Lorsque la traversée de l’Atlantique sur une coquille de noix de 3,81 mètres nommé “Ocean Wave” en forme de performance artistique devient disparition et mystère symbolique, éclairant toute une vie brève d’un soleil spéculatif et singulier – grâce à une science spécifique et rare des interstices psycho-biographiques.

Tu étais seul, tu as toujours été seul. Ca n’a jamais été d’une solitude déprimée et déprimante mais ce fut une solitude qui je suppose s’est imposée par la force des choses, la mort d’un père, la sortie de la guerre, une adolescence rebelle, bref une solitude orgueilleuse. Il y a une série de photographies de toi où l’on te voit sur une chaise, derrière une table, au coin du feu. Tu mimes les grandes manières pour le photographe à qui tu as donné des instructions pour attraper ces grandes manières, celles auxquelles s’adonnent les dandys, les vampires, ou plutôt celles qui les font : des dîners à de grandes tables rectangulaires, sans personne ni rien d’autre qu’un bol de soupe de potimarron, un verre de vin et quelques fromages patiemment affinés. Sobre, distancié, le menton relevé, un port altier donc. Il y a de l’ironie mais entre l’ironie que tu y mets et le fond de ton caractère la distance est très courte. Tu n’es pas snob mais tu as toujours été isolé, même avec les autres autour et avec toi. Tu ne sais pas tout à fait comment t’y prendre pour avoir l’air commun ou, au contraire, hors des limites.

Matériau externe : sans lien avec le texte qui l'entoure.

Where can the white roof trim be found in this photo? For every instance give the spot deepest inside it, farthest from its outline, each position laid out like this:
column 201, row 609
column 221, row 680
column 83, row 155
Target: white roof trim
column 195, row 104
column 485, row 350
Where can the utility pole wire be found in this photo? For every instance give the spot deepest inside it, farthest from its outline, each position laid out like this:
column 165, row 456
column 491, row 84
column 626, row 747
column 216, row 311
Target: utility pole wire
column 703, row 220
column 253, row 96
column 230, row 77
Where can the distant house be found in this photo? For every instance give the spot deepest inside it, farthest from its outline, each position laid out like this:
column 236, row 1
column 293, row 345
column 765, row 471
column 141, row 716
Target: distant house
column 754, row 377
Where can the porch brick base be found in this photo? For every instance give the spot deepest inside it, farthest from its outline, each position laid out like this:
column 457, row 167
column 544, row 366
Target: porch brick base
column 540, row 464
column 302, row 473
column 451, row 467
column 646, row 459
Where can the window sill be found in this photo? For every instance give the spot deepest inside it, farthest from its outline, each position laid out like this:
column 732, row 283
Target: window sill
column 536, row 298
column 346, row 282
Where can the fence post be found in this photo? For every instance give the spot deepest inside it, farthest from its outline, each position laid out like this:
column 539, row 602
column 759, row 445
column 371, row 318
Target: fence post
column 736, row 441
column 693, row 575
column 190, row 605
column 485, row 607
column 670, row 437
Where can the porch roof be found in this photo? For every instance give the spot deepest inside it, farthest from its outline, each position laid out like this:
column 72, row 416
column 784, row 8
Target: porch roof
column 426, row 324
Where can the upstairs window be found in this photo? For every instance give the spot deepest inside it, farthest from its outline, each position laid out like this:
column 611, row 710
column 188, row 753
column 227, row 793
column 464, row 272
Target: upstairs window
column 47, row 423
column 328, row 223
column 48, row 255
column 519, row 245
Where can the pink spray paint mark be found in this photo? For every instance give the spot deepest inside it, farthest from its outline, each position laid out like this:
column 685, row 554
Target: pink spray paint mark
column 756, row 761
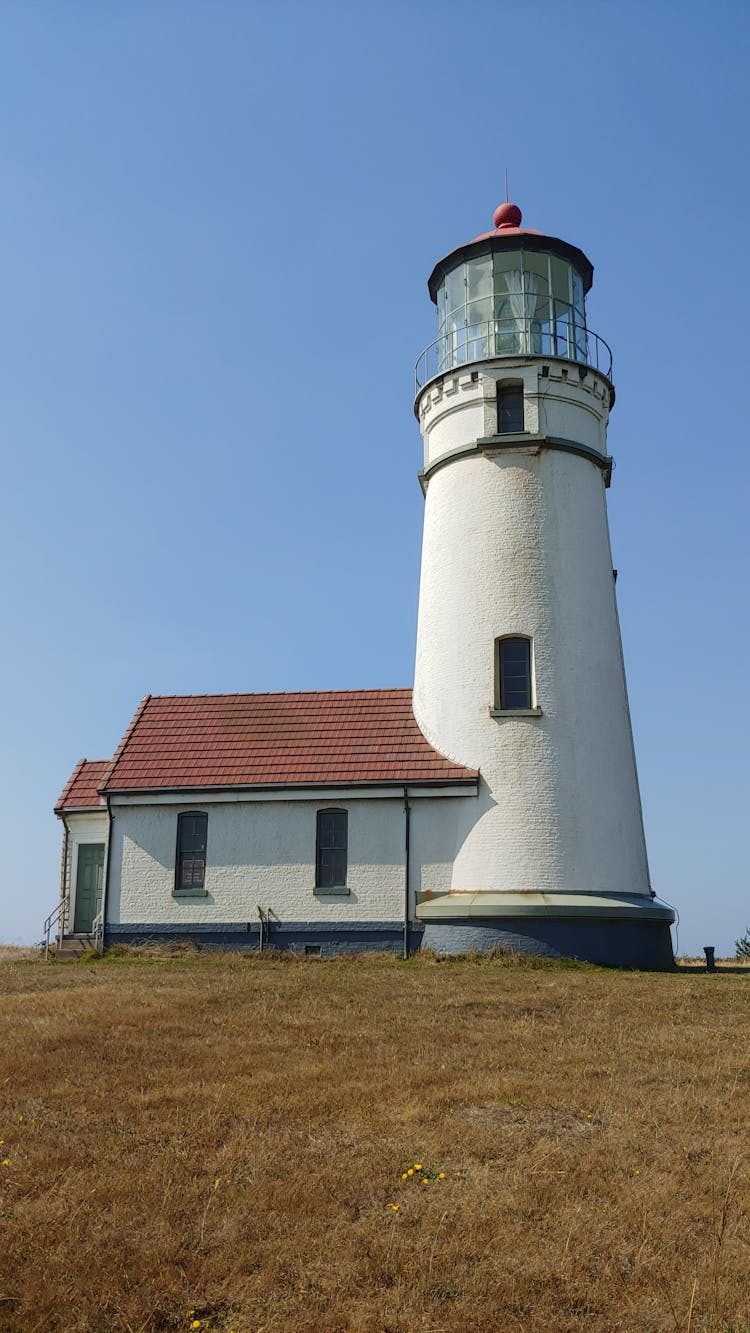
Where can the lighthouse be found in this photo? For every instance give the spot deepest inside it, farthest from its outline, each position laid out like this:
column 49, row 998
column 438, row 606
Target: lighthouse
column 518, row 668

Bastiaan Johan Christiaan Ader (1942 – 1975 ?), plus connu sous son nom diminutif de Bas Jan Ader, fut le fils d’un pasteur néerlandais résistant authentique et (pas assez in fine) discret, brutalement exécuté par l’armée allemande déjà presque en retraite, en 1944, le fils aussi, aimant mais quelque peu perdu, déjà, d’une mère qui n’a pas été autorisée à reprendre la charge de son pasteur défunt de mari, et qui en conséquence, rame un peu. Il fut encore l’adolescent difficile (« pas intenable, pas un vaurien ni un brigand mais d’après ce qui se dit un enfant un peu pénible »), le coureur des bois voisins, avec leur échelle réduite et leurs trésors potentiels pour l’imagination, puis celui qui, à dix-huit ans, s’échappe doucement pour rejoindre l’école des beaux-arts à Amsterdam. Mais le voulait-il, être un artiste?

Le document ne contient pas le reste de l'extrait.